The Solicitors Regulation Authority is taking action against two partners whom it claims knowingly threatened legal action against innocent people.

David Gore and Brian Miller were both partners at Davenport Lyons, which sent some 6,000 letters to alleged file sharers on behalf of video games makers. The firm accused the recipients of piracy, and said that they'd drop the claim if they coughed up five hundred quid. Hundreds did, and the firm pocketed a significant chunk of the revenues collected.

The problem was that the pair identified the "pirates" solely on the basis of their IP addresses, the Solicitors Journal reports. And as the SRA has now pointed out, they knew that "they might, in such generic campaigns, be targeting people innocent of any copyright breach". The SRA also suggests that the partners put their own financial interests ahead of their clients, and fired off the letters "despite knowing that disquiet was being caused by their campaign, and that they might be targeting innocent individuals".

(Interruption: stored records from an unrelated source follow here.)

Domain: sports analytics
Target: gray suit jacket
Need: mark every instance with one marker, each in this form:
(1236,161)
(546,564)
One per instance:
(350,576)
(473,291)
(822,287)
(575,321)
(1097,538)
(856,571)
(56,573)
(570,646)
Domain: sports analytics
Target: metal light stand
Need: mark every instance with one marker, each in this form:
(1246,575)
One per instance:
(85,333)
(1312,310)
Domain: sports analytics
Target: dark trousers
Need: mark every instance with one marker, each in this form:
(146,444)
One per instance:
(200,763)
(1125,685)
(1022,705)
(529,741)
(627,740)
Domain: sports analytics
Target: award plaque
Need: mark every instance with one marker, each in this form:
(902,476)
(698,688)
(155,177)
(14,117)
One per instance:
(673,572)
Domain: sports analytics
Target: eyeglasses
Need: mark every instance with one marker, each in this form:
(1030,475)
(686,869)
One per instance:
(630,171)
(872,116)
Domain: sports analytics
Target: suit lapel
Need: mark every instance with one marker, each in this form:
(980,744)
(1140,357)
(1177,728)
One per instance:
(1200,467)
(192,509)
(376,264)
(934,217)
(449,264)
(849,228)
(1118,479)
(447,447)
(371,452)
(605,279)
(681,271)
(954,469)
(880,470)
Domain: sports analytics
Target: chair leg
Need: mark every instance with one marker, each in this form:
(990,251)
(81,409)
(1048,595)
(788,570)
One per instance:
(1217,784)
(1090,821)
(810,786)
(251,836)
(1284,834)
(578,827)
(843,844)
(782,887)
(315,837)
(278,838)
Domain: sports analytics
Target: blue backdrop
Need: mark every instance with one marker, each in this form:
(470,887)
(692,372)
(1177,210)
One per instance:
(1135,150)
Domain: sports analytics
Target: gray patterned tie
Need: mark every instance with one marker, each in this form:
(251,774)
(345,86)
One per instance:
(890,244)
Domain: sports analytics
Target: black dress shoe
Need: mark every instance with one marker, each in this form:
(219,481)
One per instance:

    Davenport Lyons' approach to litigation 

Davenport Lyons subsequently got out of this grubby trade and flogged its business to ACS:Law - which was embroiled in a massive shitstorm last month when it inadvertently released all its files to the world at large. But the SRA has said that its case against Miller and Gore will still be heard in May.

Miller has now left the firm but Gore is still there - indeed, he sits on its governing board. Davenport Lyons failed to return numerous calls for comment.